Mission Bio raises $70m to help develop cancer therapies
With this round of funding, the total Mission Bio has raised comes to more than $110m. The companies contributing to this most recent round include pharma investor Nova Growth and Soleus Capital; returning investors include Mayfield, Cota and Agilent.
According to Mission Bio CEO and founder Charlie Silver, the money will be used for a number of purposes, including stepped-up up efforts to support development of precision cancer treatments.
“We’ll be using the funds to meet the current demand for our Tapestri Platform and to scale the company,” he said. “We’re going to continue hiring and growing our manufacturing, R&D, and commercial teams to support the company’s reach in NCI Cancer centers and enabling key biopharma customers for improved clinical trials, as well as characterization for cell and gene therapy.”
Mission bio’s single-sell Tapestri Platform technology examines both DNA and protein at the single-cell level to lead to robust, high-fidelity data to inform clinical decisions, advance precision oncology treatments and save lives.
“Tapestri is the industry’s first and only platform that targets both DNA and protein at the single-cell level, giving researchers and clinicians the full picture of how cancer evolves and responds to treatment,” Silver explained. “These then can be used to select the right patients and therapies to maximize the best outcomes in clinical trials.”
Over the course of the past year, Mission Bio reportedly has made progress in its efforts to support drug development via clinical trials and the translation of research into novel biomarkers with its growing install base in NCI cancer centers and key biopharma companies.
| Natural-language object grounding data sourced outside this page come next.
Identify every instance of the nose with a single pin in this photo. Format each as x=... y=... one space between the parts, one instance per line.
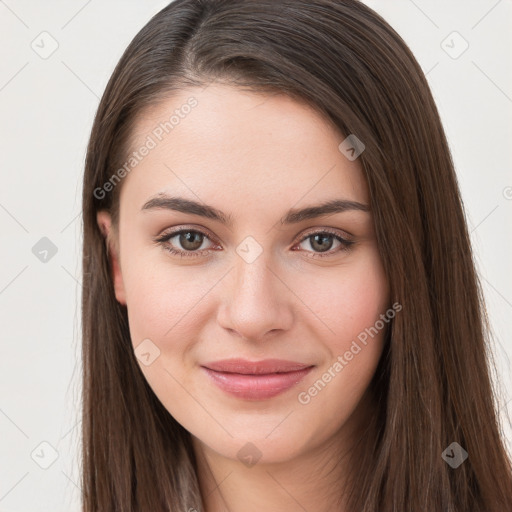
x=257 y=300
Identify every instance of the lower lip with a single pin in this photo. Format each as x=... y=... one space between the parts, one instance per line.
x=256 y=387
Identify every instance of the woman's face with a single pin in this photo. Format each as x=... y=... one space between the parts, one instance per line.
x=244 y=284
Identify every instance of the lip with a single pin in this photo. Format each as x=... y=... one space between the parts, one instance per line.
x=256 y=380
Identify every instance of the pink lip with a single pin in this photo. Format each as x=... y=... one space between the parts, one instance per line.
x=256 y=380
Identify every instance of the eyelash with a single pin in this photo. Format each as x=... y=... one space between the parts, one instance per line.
x=162 y=240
Novo Growth reportedly was tapped as an investor to aid Mission Bio in scaling Tapestri, with the goal of creating a more significant effect on drug development and cell and gene therapy.
Silver said Mission Bio wants to have “the biggest impact on oncology.”
“We are starting to see how combination and dynamic therapies could be successful -- determining the right combination of drugs for the right patient at the right stage of disease -- so we’re going to continue investing and enabling researchers and clinicians in this area,” he said. “We also see the cell and gene therapy space is important because current methodologies lack the sensitivity to show the heterogeneity of transduction and editing efficiency, along with therapy response."
"These drugs are really at the frontier for some of the most exciting areas of precision medicine, so we want to support that effort by helping to bring more effective therapies to the market, faster,” he added.